LES ACCORDS du 8 et 9 décembre 2011 entre les Etats membres de l’Union européenne (UE) sur la gouvernance économique constituent un pas institutionnel décisif vers une plus grande intégration communautaire. Mais cette avancée importante est-elle le signe que les pays européens ont pris conscience des enjeux de la crise de la zone euro et sont capables d’y apporter les réponses adéquates, ou bien signifie-t-elle la fin de l’UE telle qu’elle a existé jusqu’à présent dans une forme communautaire et le début d’une Union intergouvernementale, dont le Royaume-Uni est exclu, partageant une monnaie commune et se fixant des règles de bonne conduite budgétaire ? L’esprit européen, longtemps hésitant entre plusieurs aspirations, a-t-il définitivement adopté la lecture allemande de la crise et les solutions à lui apporter ? Quelque soit la forme d’intégration choisie, elle se heurtera à une passivité ou plutôt une résistance des citoyens tant qu’elle ne prendra pas une forme plus démocratique, politique et proche des préoccupations quotidiennes.
Depuis le début de la crise de la zone euro, la France, l’Allemagne et le Royaume-Uni ont exposé leur interprétation du déroulement des événements et les solutions qui devaient y être apportées.
Pour les Français, l’enjeu est politique
En France, la question a vite été perçue comme un problème de politique économique européenne.

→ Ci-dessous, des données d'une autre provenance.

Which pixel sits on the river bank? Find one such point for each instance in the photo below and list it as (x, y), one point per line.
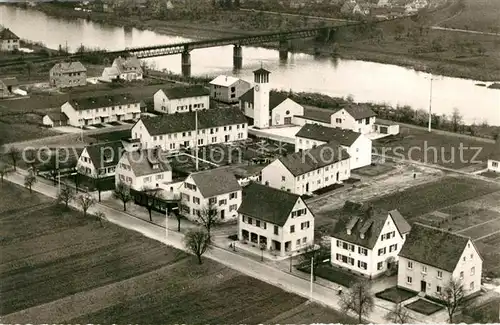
(404, 43)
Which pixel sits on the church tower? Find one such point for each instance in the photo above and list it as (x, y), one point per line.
(261, 113)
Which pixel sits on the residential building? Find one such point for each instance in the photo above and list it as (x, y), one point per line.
(228, 89)
(357, 145)
(431, 257)
(127, 69)
(101, 109)
(265, 108)
(176, 131)
(100, 160)
(213, 188)
(181, 99)
(68, 74)
(8, 40)
(310, 170)
(366, 240)
(277, 220)
(144, 169)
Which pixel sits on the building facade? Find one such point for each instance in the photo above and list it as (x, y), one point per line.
(275, 220)
(181, 99)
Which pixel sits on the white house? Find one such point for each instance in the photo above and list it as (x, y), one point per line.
(144, 169)
(265, 108)
(367, 240)
(175, 131)
(357, 145)
(310, 170)
(214, 188)
(228, 89)
(431, 257)
(181, 99)
(100, 160)
(101, 109)
(278, 220)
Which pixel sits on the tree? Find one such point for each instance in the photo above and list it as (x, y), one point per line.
(197, 242)
(29, 181)
(452, 296)
(209, 217)
(14, 154)
(85, 201)
(358, 300)
(65, 195)
(122, 192)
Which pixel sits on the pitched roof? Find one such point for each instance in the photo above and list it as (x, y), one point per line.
(102, 101)
(322, 133)
(186, 92)
(105, 154)
(67, 67)
(434, 247)
(180, 122)
(7, 34)
(267, 204)
(359, 111)
(300, 163)
(217, 181)
(147, 162)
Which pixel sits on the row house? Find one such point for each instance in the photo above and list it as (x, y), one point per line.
(309, 170)
(173, 132)
(181, 99)
(101, 109)
(275, 220)
(213, 188)
(367, 240)
(431, 257)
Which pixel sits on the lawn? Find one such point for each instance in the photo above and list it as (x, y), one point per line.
(424, 307)
(58, 267)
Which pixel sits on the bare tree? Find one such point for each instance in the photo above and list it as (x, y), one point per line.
(65, 195)
(358, 300)
(453, 297)
(209, 217)
(85, 201)
(122, 192)
(197, 242)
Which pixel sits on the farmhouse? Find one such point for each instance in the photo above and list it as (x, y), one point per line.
(8, 40)
(277, 220)
(310, 170)
(68, 74)
(176, 131)
(357, 145)
(431, 257)
(100, 160)
(367, 240)
(101, 109)
(228, 89)
(211, 189)
(181, 99)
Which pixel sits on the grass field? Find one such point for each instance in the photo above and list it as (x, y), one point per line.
(57, 267)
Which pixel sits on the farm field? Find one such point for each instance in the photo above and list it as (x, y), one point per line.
(58, 267)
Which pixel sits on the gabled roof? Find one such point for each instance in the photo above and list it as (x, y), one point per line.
(105, 154)
(434, 247)
(217, 181)
(7, 34)
(143, 162)
(267, 204)
(300, 163)
(322, 133)
(180, 122)
(186, 92)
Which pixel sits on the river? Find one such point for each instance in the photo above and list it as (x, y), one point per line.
(364, 81)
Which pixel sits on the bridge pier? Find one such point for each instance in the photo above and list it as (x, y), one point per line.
(237, 57)
(186, 63)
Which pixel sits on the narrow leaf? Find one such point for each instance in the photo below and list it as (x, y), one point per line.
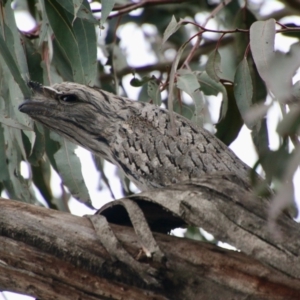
(13, 123)
(188, 83)
(107, 6)
(213, 66)
(172, 28)
(262, 37)
(154, 92)
(13, 67)
(69, 168)
(243, 89)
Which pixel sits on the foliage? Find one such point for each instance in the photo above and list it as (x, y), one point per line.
(236, 60)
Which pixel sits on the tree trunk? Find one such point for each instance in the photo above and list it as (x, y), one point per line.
(53, 255)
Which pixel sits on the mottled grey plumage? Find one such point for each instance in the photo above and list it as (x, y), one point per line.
(136, 136)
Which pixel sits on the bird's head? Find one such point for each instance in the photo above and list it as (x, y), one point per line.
(84, 115)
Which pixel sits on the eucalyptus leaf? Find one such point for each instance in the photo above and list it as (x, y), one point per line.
(13, 123)
(172, 28)
(13, 67)
(154, 92)
(213, 66)
(107, 6)
(65, 38)
(4, 174)
(243, 89)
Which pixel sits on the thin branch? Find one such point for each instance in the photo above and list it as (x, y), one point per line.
(127, 8)
(164, 66)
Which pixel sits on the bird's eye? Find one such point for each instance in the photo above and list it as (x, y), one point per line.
(68, 98)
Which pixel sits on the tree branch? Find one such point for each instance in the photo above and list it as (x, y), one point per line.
(165, 66)
(50, 254)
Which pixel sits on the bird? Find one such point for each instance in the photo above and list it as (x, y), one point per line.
(137, 137)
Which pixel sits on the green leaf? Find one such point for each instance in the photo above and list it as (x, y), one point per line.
(13, 67)
(230, 125)
(87, 47)
(213, 66)
(209, 86)
(4, 174)
(69, 168)
(281, 82)
(80, 55)
(107, 6)
(290, 122)
(79, 9)
(243, 89)
(188, 83)
(38, 149)
(185, 110)
(172, 28)
(262, 38)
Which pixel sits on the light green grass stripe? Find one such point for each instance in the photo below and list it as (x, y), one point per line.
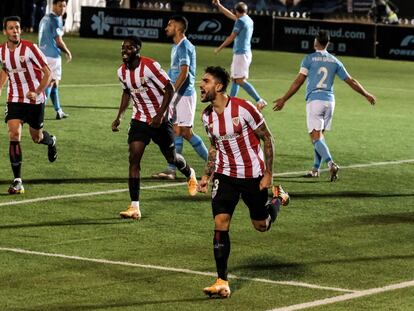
(171, 269)
(79, 195)
(355, 295)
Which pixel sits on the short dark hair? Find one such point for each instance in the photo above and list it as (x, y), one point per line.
(241, 7)
(323, 37)
(135, 40)
(220, 74)
(10, 19)
(180, 19)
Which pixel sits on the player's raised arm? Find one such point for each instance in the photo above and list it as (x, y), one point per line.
(223, 10)
(357, 87)
(295, 86)
(268, 148)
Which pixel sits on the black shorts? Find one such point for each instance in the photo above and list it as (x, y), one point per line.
(28, 113)
(226, 192)
(162, 136)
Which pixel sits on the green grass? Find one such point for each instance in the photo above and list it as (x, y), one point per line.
(354, 234)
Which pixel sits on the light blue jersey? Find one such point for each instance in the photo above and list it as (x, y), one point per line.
(320, 68)
(244, 29)
(183, 53)
(50, 27)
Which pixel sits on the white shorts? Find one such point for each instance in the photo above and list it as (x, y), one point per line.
(184, 109)
(240, 66)
(55, 65)
(319, 114)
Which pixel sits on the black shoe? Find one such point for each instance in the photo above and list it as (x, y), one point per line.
(52, 151)
(273, 207)
(61, 115)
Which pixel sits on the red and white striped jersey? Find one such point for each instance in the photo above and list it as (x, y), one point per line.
(23, 67)
(238, 148)
(146, 85)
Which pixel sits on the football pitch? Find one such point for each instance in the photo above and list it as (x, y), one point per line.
(347, 245)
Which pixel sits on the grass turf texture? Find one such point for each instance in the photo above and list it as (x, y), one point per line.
(355, 234)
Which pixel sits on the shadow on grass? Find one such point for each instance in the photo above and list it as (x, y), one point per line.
(347, 194)
(111, 305)
(71, 222)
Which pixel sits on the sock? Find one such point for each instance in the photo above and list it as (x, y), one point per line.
(47, 92)
(133, 185)
(322, 148)
(249, 88)
(135, 204)
(179, 144)
(54, 96)
(182, 165)
(221, 244)
(47, 139)
(317, 160)
(199, 146)
(15, 153)
(234, 89)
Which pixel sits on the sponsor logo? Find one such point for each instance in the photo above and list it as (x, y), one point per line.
(126, 26)
(210, 26)
(408, 40)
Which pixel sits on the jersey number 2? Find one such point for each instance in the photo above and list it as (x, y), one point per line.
(321, 84)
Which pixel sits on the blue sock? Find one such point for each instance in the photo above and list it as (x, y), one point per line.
(199, 146)
(54, 96)
(47, 93)
(322, 148)
(249, 88)
(317, 160)
(178, 149)
(234, 89)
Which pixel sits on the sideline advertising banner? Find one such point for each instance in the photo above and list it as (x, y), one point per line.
(395, 42)
(204, 28)
(297, 35)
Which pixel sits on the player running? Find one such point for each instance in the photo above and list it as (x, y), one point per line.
(320, 68)
(237, 166)
(26, 69)
(148, 86)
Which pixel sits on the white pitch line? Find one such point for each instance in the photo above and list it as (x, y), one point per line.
(171, 269)
(350, 296)
(87, 194)
(79, 195)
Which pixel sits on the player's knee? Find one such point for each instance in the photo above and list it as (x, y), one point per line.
(260, 226)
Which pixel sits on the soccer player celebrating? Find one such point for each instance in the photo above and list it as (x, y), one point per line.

Le manque de coordination des politiques budgétaires aurait conduit à un aveuglement collectif, où chaque pays allant à sa guise, la situation devenait incontrôlable. Le problème réside dans la structure de la zone euro, et non dans les comportements des différents pays.
Dans cette perspective, conformément à sa tradition centralisatrice, la France a proposé un renforcement de la gouvernance économique. L’idée d’un Ministre des Finances ou d’euro-obligations, c’est-à-dire d’une forme de centralisation des pouvoirs économiques au niveau communautaire, a été évoquée de nombreuses fois.
Au lieu de se soumettre à une cure d’austérité, les français étaient partisans d’une intervention accrue de la Banque Centrale européenne (BCE) sur le marché des obligations d’Etat. Cette politique constitue, bien que de manière implicite, une forme de transferts, mais qui n’est pas exempte, à terme, de risques inflationnistes, ce qui est néfaste pour le pouvoir d’achat de l’ensemble des citoyens européens.
Pour les Français, l’enjeu est politique.
Pour les Allemands, l’enjeu est moral
En Allemagne, la question a très rapidement pris une tournure morale : si les pays du Sud se sont endettés, c’est qu’ils n’ont pas su gérer leurs finances publiques et mener les politiques économiques adéquates. Ils sont donc responsables des difficultés qu’ils rencontrent et doivent en assumer les conséquences. L’endettement est, en quelque sorte, une punition pour leur manque de rigueur, de transparence ou d’efforts, valeurs importantes aux yeux des Allemands.
Dès lors, comme le rappellent les Traités, l’UE n’a pas été conçue pour aider, sans contrepartie, un pays en difficulté. Les pays européens peuvent prêter, conseiller et apporter leur garantie mais n’ont pas le droit d’intervenir directement et encore moins verser des aides. Les différents pactes proposés par l’Allemagne (Pacte Euro plus, Pacte de discipline monétaire) s’inscrivent dans l’idée que chaque pays doit se soumettre aux règles de la collectivité pour garantir l’unité et la confiance.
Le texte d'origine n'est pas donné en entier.